Mr. Schick continues, “With one horizontal well in the Permian Basin, we unlock the reserves of roughly eight vertical wells. Horizontal development is currently our primary focus in the Permian. To accelerate development of this asset, in late 2023 we brought in a partner, Evolution Petroleum, to buy 50 percent of all future development on this project. Not only does this help accelerate the development of our Permian Basin asset, but it allows us to allocate funds to further develop our D-J Basin asset.”
The company’s D-J Basin asset consists of approximately 19,500 net acres, approximately 60 percent held by production with over 150 additional drilling locations, situated in Weld and Morgan Counties, Colorado, and Laramie County, Wyoming. The company operates 17 wells and has a working interest in 69 wells. The acreage offsets prolific and exceptional recent production performance by some of the largest and most successful operators in the Basin, with increasingly greater production rates and higher reserves being achieved as improved drilling and completion designs and techniques are applied.
“In the last two years, we’ve been focusing our acquisition and leasing efforts in the D-J Basin in an effort to expand our position there because the economics are superior to other opportunities we have evaluated,” Mr Schick reveals. “Consistent with this effort, the company recently announced entry into a five-year participation agreement and area of mutual interest (AMI) with a large private operator where they own 70 percent, and we own 30 percent. This is an excellent opportunity as this acreage was not in the company’s five-year development plan, and now positions the company to significantly accelerate the development of its D-J Basin asset. The deal requires the operator to drill a minimum of five wells per year, but the company estimates that up to three drilling units (DSU’s) with up to 18 wells total could be developed under this project per year.

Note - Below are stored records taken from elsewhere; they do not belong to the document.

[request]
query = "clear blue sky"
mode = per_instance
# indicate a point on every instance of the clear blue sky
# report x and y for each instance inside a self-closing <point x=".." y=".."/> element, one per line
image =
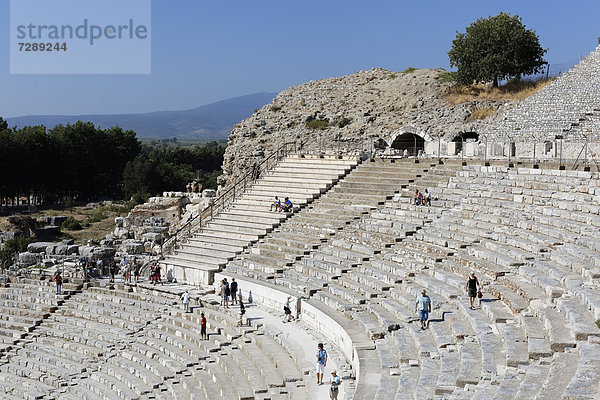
<point x="204" y="51"/>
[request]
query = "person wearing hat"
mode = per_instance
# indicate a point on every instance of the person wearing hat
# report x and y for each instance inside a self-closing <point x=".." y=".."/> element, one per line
<point x="335" y="382"/>
<point x="471" y="288"/>
<point x="423" y="307"/>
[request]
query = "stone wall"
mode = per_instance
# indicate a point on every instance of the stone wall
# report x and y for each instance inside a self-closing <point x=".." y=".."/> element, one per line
<point x="366" y="110"/>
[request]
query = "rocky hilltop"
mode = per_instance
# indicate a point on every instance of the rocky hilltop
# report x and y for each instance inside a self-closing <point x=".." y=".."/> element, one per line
<point x="372" y="104"/>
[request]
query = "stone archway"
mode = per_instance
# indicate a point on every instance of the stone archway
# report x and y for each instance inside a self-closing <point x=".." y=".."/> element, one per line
<point x="462" y="138"/>
<point x="406" y="139"/>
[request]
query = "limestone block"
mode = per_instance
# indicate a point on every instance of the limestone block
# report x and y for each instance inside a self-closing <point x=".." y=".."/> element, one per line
<point x="133" y="247"/>
<point x="209" y="193"/>
<point x="38" y="247"/>
<point x="28" y="258"/>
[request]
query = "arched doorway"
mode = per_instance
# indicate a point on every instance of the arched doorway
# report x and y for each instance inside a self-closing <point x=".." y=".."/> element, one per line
<point x="410" y="142"/>
<point x="463" y="137"/>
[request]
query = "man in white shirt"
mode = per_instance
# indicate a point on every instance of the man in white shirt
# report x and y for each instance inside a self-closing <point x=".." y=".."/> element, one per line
<point x="423" y="307"/>
<point x="185" y="297"/>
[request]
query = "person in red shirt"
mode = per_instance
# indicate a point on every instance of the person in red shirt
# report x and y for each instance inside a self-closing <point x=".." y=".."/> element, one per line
<point x="203" y="326"/>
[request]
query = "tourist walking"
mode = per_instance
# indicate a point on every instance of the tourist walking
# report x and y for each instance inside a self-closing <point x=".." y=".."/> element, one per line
<point x="471" y="287"/>
<point x="288" y="206"/>
<point x="321" y="363"/>
<point x="242" y="312"/>
<point x="136" y="271"/>
<point x="423" y="307"/>
<point x="287" y="311"/>
<point x="58" y="280"/>
<point x="276" y="204"/>
<point x="224" y="294"/>
<point x="203" y="334"/>
<point x="233" y="291"/>
<point x="185" y="298"/>
<point x="335" y="382"/>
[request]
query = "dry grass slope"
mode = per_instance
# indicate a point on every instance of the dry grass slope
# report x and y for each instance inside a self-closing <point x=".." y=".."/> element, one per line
<point x="481" y="92"/>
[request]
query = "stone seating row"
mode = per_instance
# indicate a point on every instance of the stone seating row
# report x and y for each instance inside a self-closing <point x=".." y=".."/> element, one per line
<point x="248" y="218"/>
<point x="536" y="348"/>
<point x="137" y="361"/>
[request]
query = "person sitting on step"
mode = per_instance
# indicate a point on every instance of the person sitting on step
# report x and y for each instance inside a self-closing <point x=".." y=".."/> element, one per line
<point x="288" y="206"/>
<point x="427" y="198"/>
<point x="276" y="204"/>
<point x="418" y="197"/>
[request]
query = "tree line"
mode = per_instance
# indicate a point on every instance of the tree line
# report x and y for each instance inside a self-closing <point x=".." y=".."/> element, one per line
<point x="81" y="162"/>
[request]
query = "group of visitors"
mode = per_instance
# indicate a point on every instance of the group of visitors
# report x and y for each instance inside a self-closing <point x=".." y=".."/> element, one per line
<point x="278" y="206"/>
<point x="227" y="291"/>
<point x="423" y="302"/>
<point x="230" y="290"/>
<point x="130" y="270"/>
<point x="422" y="199"/>
<point x="155" y="274"/>
<point x="335" y="381"/>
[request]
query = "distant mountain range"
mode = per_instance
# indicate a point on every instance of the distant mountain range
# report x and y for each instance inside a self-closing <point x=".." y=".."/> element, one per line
<point x="211" y="121"/>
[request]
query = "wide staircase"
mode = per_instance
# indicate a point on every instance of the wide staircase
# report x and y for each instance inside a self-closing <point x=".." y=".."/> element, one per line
<point x="528" y="234"/>
<point x="248" y="218"/>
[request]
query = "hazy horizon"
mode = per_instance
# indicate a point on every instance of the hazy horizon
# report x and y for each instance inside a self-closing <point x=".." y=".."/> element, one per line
<point x="206" y="52"/>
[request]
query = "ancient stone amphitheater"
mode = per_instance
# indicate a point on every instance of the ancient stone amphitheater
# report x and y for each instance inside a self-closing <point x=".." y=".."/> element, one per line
<point x="353" y="256"/>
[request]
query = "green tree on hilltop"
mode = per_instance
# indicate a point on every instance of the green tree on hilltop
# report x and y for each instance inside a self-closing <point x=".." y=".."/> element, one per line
<point x="494" y="49"/>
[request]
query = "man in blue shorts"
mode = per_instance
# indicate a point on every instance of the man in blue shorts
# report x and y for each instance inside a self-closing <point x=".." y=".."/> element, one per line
<point x="423" y="307"/>
<point x="321" y="363"/>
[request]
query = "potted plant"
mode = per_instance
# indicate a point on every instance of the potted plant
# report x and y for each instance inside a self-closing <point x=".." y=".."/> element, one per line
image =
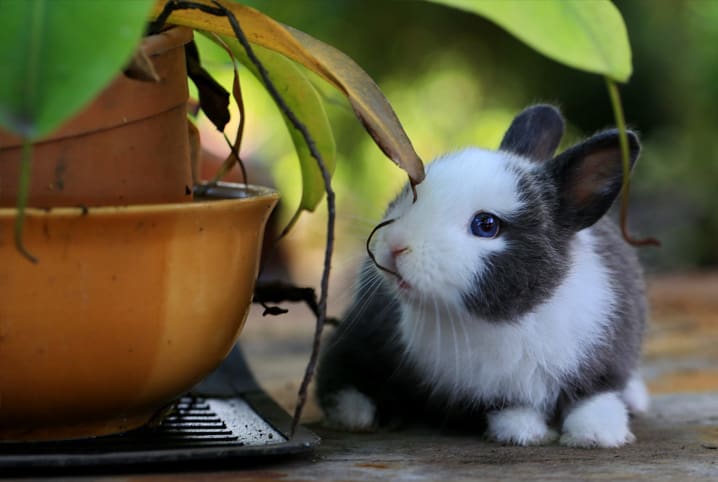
<point x="120" y="292"/>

“In parallel, we’re working to permit at least two drilling units per year in the D-J Basin, thereby significantly increasing the value of our acreage, and then either drill those DSU’s ourselves or work with partners to develop them, which is often our preferred option, as many of the larger operators in the D-J Basin are able to operate with better economies of scale and realize significantly lower expenses, with increasingly strong results.”
2025 priorities
Looking to the future, Mr. Schick elaborates on the company’s priorities for the coming year, stating: “We’re very focused on production growth, but we’re also striving to continue to simplify our business and accelerate our growth by creating partnerships with other companies to leverage economies of scale and consolidate asset positions, as we have been doing in both the Permian Basin and the D-J Basin. Consistent with this focus, this year we hope to divest more of our non-core assets that are time and resource consuming and don’t add a great deal of value, while focusing on developing our position in the D-J Basin alongside the development of our Permian Basin assets.
“When we first invested in the company back in 2018,” Mr. Schick concludes, “our long-term goal was to build a significant public company. Looking ahead, we plan to facilitate and accelerate the growth of our existing asset base to 10,000-plus barrels of oil equivalent per day through organic growth while searching for acquisition and consolidation opportunities to accelerate scale.”